Saturday 22 June 2013

Ruby Sparks




In life, we imagine how that perfect someone will walk into our life. We picture the movie-inspired scenarios, or those Nicholas Sparks’ novels. Sparks, Ruby Sparks. The movie I decided to spend my winter solstice. Snacking on mixed trail and Tim tam’s while sipping the perfectly brewed hot Hazelnut Milo I made just before I put the movie on. I believed it was a biography, or about a person, a one that occupied reality at one stage. 

Funny how I thought it was about a real-existing person. She was perfect for him. What he had in mind, and in every detail. The girl in the sunny haze in a dream he once had. Then out of nowhere, she existed. He might have mixed up reality, and his imaginations; whatever it could be, there she was. Just how he pictured her to be, sharing the same detail of the life he wanted her to hold.  It was good. I have to admit that I am being in the same boat with Calvin. How I wish that that special one will turn out what I exactly want them to be. However, I beg to differ having a non-logical explanation of how they suddenly came into my life. They have to have a proper entry in my life though, not just rock up from a concocted memory, or from a dating site or something like that. The sad bit about love (or whatever we should call that fantasy) is we make a puppet out of our illusion. 

 Photo: FilmEquals.com

By the poolside in one of the most striking dialogue in the film, “So that’s what you’re looking for in a guy... douchiness?...” I dunno, maybe I guess I was looking for you... Just took me a while to find you.” She jumps in the pool, the he follows. She asks, “What did you think the first time you saw me?” “I thought you were the most beautiful girl I ever saw.” “Were you disappointed when you got to know me?”  “How can you ask that?” “I’m such a mess.” “I love your mess.” “...The first time I saw you, I thought, ‘look at that boy, I love him, forever, and ever and ever.’” “What if you get sick of me?” “I won’t... I promise.” Then everything comes to a reality, or what if it actually happened and he was just logging everything? 
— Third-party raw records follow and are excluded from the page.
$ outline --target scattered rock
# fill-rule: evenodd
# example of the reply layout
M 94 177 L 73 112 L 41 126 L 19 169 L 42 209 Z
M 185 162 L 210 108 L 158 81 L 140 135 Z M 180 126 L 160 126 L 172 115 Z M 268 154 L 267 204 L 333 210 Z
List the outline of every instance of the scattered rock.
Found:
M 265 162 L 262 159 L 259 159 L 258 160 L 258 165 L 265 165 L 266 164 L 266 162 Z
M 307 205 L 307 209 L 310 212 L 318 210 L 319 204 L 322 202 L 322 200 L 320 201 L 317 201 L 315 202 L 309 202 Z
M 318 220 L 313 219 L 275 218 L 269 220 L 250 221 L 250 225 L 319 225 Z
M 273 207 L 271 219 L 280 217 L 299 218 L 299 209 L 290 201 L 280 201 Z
I thought of that at this stage until she was speaking French from the night the brother meets the imaginary girlfriend. We want things to happen our way. “Oh, I think a person who would have to do something pretty amazing to produce a good woman.”, was Harry’s reply to Ruby’s compliment. Then Ruby throws in, “He can be such a control freak, right?”, when Calvin was trying to keep things secret about the manuscript. We are control freaks, and we want things to happen. We control things, we want them to happen the way we want them to, we want people that we love behave the way we want them to. “This is insane! You manifested a woman with your mind.”, Harry freaks out to Calvin. 

He had the complete life with her, until he didn’t like the way she had her own self. To him, her becoming as a reality should stay in the bounds of his mind. She was nothing but a creation to him. He failed to see that the one she dreamed of, the one that lived in 9 cities in 6 years and wandering through life like he wanted her to be... is there, by him. Calvin lost it, as like we all do.
Whether or not Ruby was a real girl who was in a voodoo hex, and was cursed to be with a lonely man who would decide her fate, we can’t really say. She was absolutely perfect for him, but he blew it all away. He didn’t want her to have her own life. Calvin wanted to only to be only him and her, that when it was time for her to meet a part of him, he was on a book. It was alright for him to keep reading his book but not for her to sing her catchy melodies (which I happen to know) about love. “There has to be space in a relationship. Otherwise, it’s, like, we’re the same person.”


I can dream of the perfect one, but I have to accept the reality that for a very long time in their life, the formative years, I wasn’t in it. They had a life of their own, they had their own memories that no matter how detailed they will try to narrate it to me, I will have a different imagination as to how it actually happened. They will tell me stories about how they got the massive scar on their hind leg; but the stories won’t matter most, as I only see the beauty of the person who’s legs are on mine, how every bit of them are perfect and that those scars are a part of them and that it has made them stronger, and made those legs walk all the way to me. The wings of fate is now a mere debatable occurrence, whether I would be walking in a park, just to meet someone telling me that I look familiar or we probably go to the same coffee shop, only to tell them that they have been reading my thoughts the whole while.